Preparada para Huir: Escapando del Control Familiar con mi Hijo

Ya tengo la maleta preparada mentalmente con lo esencial para escapar con mi hijo de mi marido y sus padres en este pueblo. No, no pienso dedicar mi vida a sus cabras, vacas y los interminables huertos. Creen que por casarme con Javier, automáticamente he firmado para ser la trabajadora gratis de su granja. Pero no estoy de acuerdo. Esta no es mi vida, y no quiero que mi hijo crezca en este pozo donde el único entretenimiento es discutir cuánta leche ha dado la vaca Lucera.

Cuando llegué aquí después de la boda, al principio todo parecía tolerable. Javier era cariñoso, sus padres, Rosa María y su marido, parecían amables. El pueblo se veía pintoresco: campos verdes, aire fresco, silencio. Incluso llegué a pensar que podría acostumbrarme. Pero la realidad me abrió los ojos enseguida. Una semana después de mudarnos, Rosa María me entregó un cubo y me mandó a ordeñar las cabras. “Ahora eres de la familia, Lucía, hay que ayudar”, dijo con una sonrisa que aún me pone los pelos de punta. Yo, una chica de ciudad que nunca había levantado nada más pesado que un portátil, tenía que aprender a ordeñar en una tarde. Aquello fue mi primera señal de alarma.

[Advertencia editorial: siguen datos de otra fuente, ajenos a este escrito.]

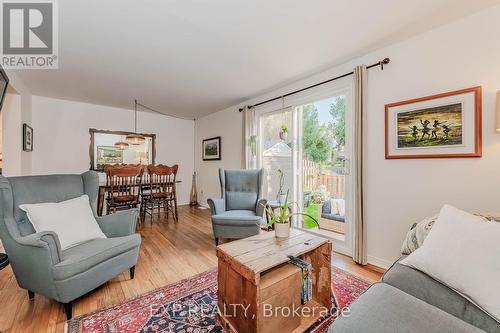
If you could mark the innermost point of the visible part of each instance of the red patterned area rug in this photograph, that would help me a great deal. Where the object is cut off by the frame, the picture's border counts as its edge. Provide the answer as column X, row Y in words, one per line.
column 190, row 306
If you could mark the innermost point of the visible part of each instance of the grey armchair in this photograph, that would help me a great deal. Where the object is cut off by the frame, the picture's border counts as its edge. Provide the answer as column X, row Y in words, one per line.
column 239, row 213
column 39, row 264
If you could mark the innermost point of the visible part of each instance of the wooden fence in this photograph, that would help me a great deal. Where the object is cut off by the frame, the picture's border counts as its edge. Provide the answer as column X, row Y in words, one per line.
column 314, row 176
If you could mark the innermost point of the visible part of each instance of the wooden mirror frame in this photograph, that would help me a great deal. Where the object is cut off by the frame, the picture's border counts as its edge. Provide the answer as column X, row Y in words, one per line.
column 93, row 131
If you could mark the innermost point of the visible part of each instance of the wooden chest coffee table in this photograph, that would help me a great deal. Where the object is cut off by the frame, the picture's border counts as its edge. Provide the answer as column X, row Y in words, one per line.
column 257, row 284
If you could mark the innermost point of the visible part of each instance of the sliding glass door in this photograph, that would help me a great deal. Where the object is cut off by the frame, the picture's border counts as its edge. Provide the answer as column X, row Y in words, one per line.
column 276, row 153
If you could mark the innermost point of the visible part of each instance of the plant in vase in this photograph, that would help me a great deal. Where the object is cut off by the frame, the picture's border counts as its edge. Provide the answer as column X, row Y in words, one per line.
column 280, row 197
column 282, row 219
column 284, row 132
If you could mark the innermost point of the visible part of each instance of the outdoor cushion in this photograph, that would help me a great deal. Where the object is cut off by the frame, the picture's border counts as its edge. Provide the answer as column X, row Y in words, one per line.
column 237, row 217
column 84, row 256
column 427, row 289
column 383, row 308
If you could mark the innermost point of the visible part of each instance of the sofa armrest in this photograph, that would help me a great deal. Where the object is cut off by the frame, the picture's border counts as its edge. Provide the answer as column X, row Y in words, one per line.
column 41, row 246
column 217, row 206
column 261, row 207
column 119, row 224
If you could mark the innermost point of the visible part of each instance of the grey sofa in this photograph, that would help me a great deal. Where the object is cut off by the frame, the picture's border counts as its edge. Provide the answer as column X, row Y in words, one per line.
column 38, row 263
column 407, row 300
column 239, row 212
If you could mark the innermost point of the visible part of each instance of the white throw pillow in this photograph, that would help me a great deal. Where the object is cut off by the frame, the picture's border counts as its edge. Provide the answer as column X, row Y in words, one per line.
column 462, row 251
column 72, row 220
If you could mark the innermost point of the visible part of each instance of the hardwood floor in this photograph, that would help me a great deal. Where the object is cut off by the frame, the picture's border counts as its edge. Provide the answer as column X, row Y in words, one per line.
column 169, row 252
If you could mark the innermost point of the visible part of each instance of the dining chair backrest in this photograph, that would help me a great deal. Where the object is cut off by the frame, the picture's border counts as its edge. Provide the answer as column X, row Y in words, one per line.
column 162, row 178
column 124, row 180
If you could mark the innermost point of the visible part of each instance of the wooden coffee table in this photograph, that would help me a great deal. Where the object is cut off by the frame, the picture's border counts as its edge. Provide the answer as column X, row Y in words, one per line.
column 254, row 275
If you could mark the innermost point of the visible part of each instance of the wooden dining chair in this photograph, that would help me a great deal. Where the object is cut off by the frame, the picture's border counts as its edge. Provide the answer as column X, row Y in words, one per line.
column 161, row 192
column 124, row 183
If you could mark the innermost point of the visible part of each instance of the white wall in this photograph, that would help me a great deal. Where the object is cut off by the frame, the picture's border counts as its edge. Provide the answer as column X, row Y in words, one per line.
column 16, row 110
column 459, row 55
column 61, row 137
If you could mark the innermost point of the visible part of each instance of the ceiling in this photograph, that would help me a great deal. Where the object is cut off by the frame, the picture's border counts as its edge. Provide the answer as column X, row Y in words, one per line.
column 194, row 57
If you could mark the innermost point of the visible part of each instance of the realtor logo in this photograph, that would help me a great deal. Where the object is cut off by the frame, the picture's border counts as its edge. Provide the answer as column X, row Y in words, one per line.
column 29, row 34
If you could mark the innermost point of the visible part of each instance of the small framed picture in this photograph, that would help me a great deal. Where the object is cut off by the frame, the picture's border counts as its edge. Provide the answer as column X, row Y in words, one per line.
column 211, row 149
column 440, row 126
column 27, row 138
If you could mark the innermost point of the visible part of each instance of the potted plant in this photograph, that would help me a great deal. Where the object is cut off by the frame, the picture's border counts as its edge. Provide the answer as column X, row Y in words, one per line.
column 281, row 193
column 282, row 218
column 284, row 132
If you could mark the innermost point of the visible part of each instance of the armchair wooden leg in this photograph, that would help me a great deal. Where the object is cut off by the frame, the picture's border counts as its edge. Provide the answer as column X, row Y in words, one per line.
column 68, row 309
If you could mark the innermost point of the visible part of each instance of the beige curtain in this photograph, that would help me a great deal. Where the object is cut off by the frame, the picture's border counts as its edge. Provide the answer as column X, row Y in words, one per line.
column 250, row 138
column 359, row 244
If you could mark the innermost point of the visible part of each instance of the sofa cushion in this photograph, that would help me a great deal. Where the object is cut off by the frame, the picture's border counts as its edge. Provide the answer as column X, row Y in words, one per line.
column 427, row 289
column 462, row 252
column 383, row 308
column 237, row 217
column 84, row 256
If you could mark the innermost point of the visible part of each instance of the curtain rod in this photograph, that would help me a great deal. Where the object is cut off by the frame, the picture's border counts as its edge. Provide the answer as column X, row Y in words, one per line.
column 381, row 63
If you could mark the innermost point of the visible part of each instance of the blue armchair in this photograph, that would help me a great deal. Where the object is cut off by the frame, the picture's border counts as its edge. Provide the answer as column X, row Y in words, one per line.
column 39, row 264
column 239, row 213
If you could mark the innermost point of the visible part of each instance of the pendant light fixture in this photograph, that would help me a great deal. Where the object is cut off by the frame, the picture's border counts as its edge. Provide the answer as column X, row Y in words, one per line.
column 134, row 138
column 122, row 145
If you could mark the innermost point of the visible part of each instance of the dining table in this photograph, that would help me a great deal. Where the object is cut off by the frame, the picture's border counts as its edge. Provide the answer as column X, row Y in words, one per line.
column 105, row 187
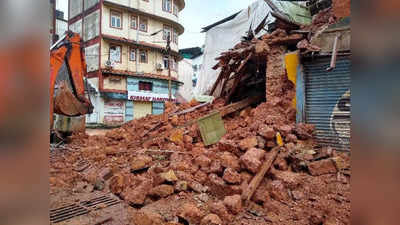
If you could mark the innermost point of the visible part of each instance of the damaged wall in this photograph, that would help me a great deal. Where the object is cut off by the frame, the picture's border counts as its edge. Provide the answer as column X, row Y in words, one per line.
column 75, row 8
column 341, row 8
column 76, row 27
column 90, row 3
column 91, row 26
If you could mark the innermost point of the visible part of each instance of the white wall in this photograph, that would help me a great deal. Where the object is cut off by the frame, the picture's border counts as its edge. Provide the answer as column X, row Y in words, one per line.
column 91, row 25
column 185, row 76
column 61, row 27
column 92, row 57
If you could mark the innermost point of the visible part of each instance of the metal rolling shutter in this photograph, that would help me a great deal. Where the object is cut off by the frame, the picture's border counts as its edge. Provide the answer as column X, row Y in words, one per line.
column 129, row 111
column 142, row 109
column 328, row 101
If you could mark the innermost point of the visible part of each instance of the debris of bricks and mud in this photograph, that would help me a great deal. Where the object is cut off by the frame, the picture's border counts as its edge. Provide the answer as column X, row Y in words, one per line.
column 162, row 171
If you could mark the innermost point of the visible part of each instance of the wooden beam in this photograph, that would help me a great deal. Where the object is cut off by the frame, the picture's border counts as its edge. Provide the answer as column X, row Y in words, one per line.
column 221, row 74
column 255, row 182
column 239, row 105
column 237, row 80
column 190, row 109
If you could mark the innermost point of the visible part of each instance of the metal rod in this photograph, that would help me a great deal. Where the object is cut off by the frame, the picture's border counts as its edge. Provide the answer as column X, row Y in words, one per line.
column 169, row 67
column 334, row 54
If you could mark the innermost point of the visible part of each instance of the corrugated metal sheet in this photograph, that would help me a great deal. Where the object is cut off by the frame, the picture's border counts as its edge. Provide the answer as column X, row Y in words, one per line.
column 129, row 111
column 158, row 108
column 328, row 101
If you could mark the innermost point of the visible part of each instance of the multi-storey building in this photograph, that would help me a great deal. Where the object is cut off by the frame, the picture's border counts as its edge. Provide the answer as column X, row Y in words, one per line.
column 125, row 44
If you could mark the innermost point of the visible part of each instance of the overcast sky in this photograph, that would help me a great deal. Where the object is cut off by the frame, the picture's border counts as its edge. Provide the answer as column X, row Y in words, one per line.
column 197, row 14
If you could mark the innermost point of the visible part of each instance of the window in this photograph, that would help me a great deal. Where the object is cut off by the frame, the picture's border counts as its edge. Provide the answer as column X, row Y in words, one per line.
column 145, row 86
column 143, row 56
column 143, row 24
column 167, row 32
column 166, row 62
column 115, row 54
column 116, row 19
column 167, row 5
column 134, row 22
column 175, row 10
column 132, row 54
column 175, row 36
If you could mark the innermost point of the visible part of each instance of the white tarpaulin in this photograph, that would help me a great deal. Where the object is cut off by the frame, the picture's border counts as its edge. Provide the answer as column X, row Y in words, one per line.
column 226, row 35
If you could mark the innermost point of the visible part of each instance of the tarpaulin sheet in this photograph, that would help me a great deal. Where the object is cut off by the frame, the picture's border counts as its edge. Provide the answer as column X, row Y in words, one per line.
column 225, row 36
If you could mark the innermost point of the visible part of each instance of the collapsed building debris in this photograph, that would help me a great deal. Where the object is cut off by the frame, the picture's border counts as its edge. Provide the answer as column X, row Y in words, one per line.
column 265, row 170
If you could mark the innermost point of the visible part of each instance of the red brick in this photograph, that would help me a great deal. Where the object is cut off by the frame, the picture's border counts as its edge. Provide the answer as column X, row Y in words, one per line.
column 231, row 176
column 211, row 219
column 233, row 203
column 252, row 159
column 162, row 191
column 191, row 213
column 267, row 132
column 248, row 143
column 228, row 160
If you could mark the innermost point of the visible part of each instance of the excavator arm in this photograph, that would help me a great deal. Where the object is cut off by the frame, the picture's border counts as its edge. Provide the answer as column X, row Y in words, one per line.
column 67, row 72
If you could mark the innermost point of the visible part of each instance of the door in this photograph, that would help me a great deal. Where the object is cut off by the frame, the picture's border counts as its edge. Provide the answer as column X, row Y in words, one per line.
column 327, row 103
column 142, row 109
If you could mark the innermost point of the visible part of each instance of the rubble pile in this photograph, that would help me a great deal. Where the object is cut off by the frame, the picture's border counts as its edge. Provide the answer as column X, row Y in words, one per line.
column 304, row 186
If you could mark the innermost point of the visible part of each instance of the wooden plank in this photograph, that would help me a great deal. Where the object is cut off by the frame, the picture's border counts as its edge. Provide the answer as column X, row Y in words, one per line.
column 237, row 81
column 255, row 182
column 223, row 111
column 191, row 109
column 221, row 74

Javier, como descubrí, no tenía intención de defenderme. “Mamá tiene razón, en el pueblo todos trabajamos”, soltó cuando intenté quejarme. Y así comenzó mi nueva vida: levantarme a las cinco de la mañana, dar de comer a los animales, quitar malas hierbas, limpiar la casa, cocinar para toda la familia. Me sentía como una criada, no como una esposa. Si me atrevía a pedir un día libre, Rosa María ponía los ojos en blanco y soltaba su sermón: “En mis tiempos, las mujeres trabajaban de sol a sol sin protestar”. Javier se quedaba callado, como si no fuera con él.

Mi hijo, que solo tiene tres años, es mi único consuelo. Lo miro y sé que no quiero que crezca aquí, donde su futuro sería trabajar en la granja o marcharse a la ciudad como un extraño. Quiero que vaya a una buena guardería, que estudie, que viaje, que conozca el mundo. ¿Y aquí? Aquí ni siquiera hay buena conexión a internet para descargarle dibujos. Cuando le dije a Rosa María que quería apuntarlo a un taller de pintura en el pueblo de al lado, solo resopló: “¿Para qué? Que aprenda a ordeñar, eso sí le servirá”.

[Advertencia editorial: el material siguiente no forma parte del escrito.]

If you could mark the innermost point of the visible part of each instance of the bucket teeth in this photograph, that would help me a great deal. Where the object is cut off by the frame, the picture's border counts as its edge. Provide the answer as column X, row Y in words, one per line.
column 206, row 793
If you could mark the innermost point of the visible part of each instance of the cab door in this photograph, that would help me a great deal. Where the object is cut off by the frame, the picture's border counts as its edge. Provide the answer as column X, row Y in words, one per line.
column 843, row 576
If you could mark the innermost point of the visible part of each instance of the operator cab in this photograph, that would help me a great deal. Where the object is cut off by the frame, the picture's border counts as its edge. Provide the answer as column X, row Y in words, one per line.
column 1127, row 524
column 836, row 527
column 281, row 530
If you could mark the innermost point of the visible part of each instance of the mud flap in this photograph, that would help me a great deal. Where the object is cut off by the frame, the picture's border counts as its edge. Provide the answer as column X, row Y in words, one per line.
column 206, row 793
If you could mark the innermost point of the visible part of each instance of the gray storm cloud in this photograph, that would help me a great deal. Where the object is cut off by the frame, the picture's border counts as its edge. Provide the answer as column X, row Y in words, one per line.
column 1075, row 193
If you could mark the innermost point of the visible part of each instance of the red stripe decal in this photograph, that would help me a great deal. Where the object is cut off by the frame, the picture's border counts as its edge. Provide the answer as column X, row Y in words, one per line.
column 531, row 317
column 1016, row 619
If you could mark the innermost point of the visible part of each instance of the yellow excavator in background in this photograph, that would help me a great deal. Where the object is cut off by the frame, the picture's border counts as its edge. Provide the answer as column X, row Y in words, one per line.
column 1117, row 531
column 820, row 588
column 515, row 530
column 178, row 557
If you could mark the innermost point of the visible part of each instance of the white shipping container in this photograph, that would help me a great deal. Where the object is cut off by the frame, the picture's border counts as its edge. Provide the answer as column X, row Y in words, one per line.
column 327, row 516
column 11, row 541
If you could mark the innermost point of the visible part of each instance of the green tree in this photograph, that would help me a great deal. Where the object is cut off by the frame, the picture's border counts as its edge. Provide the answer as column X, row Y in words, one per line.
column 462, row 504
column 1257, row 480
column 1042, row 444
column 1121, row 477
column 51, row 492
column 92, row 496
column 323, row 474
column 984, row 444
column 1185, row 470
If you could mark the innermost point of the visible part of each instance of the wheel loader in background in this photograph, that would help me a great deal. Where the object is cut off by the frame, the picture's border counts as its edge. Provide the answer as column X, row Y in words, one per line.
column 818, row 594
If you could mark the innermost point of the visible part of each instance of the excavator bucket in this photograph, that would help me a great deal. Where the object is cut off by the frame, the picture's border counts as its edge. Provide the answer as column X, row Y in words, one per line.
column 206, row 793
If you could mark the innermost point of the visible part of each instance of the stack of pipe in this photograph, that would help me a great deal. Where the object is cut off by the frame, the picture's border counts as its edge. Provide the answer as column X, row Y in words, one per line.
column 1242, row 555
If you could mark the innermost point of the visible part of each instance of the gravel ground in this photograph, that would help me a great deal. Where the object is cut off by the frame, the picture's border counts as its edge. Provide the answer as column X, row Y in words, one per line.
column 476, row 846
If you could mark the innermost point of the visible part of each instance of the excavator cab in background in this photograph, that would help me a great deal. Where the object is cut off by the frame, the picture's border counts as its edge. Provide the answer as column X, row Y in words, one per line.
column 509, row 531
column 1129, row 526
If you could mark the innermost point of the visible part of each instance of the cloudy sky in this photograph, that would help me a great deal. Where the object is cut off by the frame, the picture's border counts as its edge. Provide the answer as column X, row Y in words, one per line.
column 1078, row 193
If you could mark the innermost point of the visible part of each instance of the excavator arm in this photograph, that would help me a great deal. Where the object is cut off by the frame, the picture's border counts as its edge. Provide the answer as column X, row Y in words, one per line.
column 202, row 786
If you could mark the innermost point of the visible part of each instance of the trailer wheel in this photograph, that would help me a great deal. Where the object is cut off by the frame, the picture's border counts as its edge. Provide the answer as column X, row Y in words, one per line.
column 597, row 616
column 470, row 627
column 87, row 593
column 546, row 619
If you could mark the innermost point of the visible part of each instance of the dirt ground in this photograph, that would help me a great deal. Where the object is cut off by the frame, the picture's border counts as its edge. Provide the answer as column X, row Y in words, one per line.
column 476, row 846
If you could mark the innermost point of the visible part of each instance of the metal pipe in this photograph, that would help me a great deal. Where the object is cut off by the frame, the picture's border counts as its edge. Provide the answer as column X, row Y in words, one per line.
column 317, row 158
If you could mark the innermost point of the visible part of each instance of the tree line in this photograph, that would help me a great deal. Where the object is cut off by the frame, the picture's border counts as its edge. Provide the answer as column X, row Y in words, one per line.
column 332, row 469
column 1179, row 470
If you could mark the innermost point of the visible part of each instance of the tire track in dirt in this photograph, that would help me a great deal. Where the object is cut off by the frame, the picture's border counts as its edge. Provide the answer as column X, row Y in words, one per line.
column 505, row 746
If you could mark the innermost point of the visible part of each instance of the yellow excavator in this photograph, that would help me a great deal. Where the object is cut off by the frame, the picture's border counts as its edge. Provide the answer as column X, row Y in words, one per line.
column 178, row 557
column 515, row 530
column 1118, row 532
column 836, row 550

Intenté hablar con Javier. Intenté explicarle que me ahogo aquí, que esto no es lo que soñé. Pero él solo encogía los hombros: “Así es la vida, Lucía. ¿Qué más quieres?”. Hace poco descubrí que Rosa María ya planea cómo ampliar el establo y comprar otra vaca. Y, claro, el trabajo volverá a caer sobre mí. Eso fue la gota que colmó el vaso.

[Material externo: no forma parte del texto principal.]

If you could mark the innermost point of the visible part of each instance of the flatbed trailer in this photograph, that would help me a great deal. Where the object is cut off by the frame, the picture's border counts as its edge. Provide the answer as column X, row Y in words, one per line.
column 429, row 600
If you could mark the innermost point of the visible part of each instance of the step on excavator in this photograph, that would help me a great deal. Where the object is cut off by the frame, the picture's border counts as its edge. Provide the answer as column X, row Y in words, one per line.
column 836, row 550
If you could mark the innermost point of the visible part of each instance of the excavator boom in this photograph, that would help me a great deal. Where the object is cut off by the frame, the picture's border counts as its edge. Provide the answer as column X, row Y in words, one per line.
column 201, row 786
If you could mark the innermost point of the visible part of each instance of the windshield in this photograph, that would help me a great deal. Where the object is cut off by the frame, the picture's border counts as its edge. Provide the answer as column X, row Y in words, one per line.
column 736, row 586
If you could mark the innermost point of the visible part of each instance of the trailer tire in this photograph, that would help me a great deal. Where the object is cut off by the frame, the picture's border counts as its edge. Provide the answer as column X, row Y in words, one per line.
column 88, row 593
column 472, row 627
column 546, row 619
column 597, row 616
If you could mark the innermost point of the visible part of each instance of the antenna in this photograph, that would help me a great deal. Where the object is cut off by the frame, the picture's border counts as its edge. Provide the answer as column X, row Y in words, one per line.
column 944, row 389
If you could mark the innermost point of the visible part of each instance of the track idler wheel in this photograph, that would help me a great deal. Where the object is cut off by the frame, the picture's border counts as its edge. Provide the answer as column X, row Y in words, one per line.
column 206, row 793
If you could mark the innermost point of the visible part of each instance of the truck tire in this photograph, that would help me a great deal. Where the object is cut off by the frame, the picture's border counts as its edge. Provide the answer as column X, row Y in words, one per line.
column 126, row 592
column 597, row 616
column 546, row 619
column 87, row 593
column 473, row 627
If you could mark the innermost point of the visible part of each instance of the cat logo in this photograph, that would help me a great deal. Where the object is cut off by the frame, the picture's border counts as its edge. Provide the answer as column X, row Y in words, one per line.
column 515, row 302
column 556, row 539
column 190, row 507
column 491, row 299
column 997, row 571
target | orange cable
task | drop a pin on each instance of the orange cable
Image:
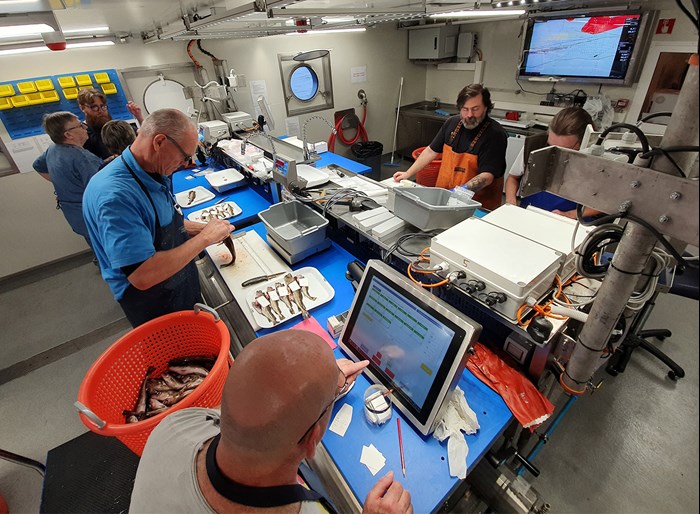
(567, 388)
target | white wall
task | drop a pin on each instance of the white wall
(500, 42)
(382, 50)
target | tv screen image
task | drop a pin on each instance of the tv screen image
(592, 48)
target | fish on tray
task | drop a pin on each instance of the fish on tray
(304, 284)
(285, 295)
(158, 394)
(297, 296)
(262, 306)
(228, 242)
(273, 297)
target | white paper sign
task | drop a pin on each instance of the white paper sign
(358, 74)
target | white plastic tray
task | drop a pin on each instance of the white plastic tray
(225, 180)
(313, 176)
(318, 287)
(197, 215)
(202, 194)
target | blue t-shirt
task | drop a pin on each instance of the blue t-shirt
(70, 168)
(120, 218)
(548, 201)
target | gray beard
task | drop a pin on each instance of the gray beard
(472, 127)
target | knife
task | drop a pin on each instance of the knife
(262, 278)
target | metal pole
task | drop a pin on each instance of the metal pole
(632, 253)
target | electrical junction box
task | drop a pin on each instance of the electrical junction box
(465, 45)
(551, 230)
(213, 130)
(238, 121)
(430, 43)
(504, 261)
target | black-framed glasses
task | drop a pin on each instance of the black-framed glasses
(82, 125)
(185, 156)
(97, 108)
(343, 386)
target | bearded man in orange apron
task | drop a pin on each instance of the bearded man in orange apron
(473, 148)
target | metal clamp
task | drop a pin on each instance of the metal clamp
(201, 307)
(99, 423)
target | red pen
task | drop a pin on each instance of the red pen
(403, 462)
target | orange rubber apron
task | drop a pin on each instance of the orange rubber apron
(460, 168)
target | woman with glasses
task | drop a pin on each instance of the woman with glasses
(93, 103)
(565, 130)
(68, 166)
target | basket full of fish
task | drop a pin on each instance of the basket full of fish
(176, 361)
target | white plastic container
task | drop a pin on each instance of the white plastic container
(225, 180)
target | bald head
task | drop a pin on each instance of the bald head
(166, 141)
(277, 387)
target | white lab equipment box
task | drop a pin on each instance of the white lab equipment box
(213, 130)
(551, 230)
(433, 42)
(504, 261)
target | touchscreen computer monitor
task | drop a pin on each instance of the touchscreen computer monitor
(416, 343)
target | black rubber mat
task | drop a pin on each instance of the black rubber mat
(88, 474)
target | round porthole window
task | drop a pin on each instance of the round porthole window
(303, 82)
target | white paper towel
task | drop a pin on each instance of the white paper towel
(458, 418)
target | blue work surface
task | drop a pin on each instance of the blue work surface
(427, 474)
(331, 263)
(331, 158)
(427, 471)
(245, 197)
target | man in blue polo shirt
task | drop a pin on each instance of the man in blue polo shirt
(68, 166)
(144, 246)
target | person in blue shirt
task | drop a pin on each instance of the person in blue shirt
(93, 104)
(68, 166)
(144, 246)
(566, 130)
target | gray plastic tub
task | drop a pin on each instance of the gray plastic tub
(294, 226)
(430, 208)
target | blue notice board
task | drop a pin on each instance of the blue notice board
(25, 121)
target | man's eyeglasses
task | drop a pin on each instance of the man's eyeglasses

Empecé a ahorrar a escondidas. No mucho, pero basta para el billete a la ciudad. Tengo una amiga en Madrid que me ha prometido ayuda con alojamiento y trabajo. Ya imagino a mi hijo y yo subiendo al autobús, dejando atrás este pueblo, las cabras, las vacas y los reproches de Rosa María. Sueño con un piso pequeño donde solo esté nuestro calor, donde yo pueda trabajar y mi hijo crecer en condiciones normales. Quiero volver a sentirme persona, no una máquina de trabajar.

Claro que tengo miedo. No sé cómo será mi vida en la ciudad. ¿Encontraré trabajo? ¿Llegará el dinero? Pero sé una cosa: no puedo quedarme aquí. Cada vez que veo a mi hijo jugar en el patio, pienso que merece más. Y yo también. No quiero que vea cómo su madre se doblega bajo este peso, cómo se pierde por culpa de las expectativas ajenas.

Rosa María dijo hace poco que soy “demasiado de ciudad” y que nunca encajaré en el pueblo. ¿Sabes qué? Tiene razón. No quiero encajar aquí. Quiero ser yo misma, Lucía, la que soñaba con una carrera, con viajes, con una familia feliz. Y haré lo que sea para recuperar esa vida. Aunque tenga que coger una maleta y marcharme con mi hijo a donde nadie nos obligue a ordeñar vacas.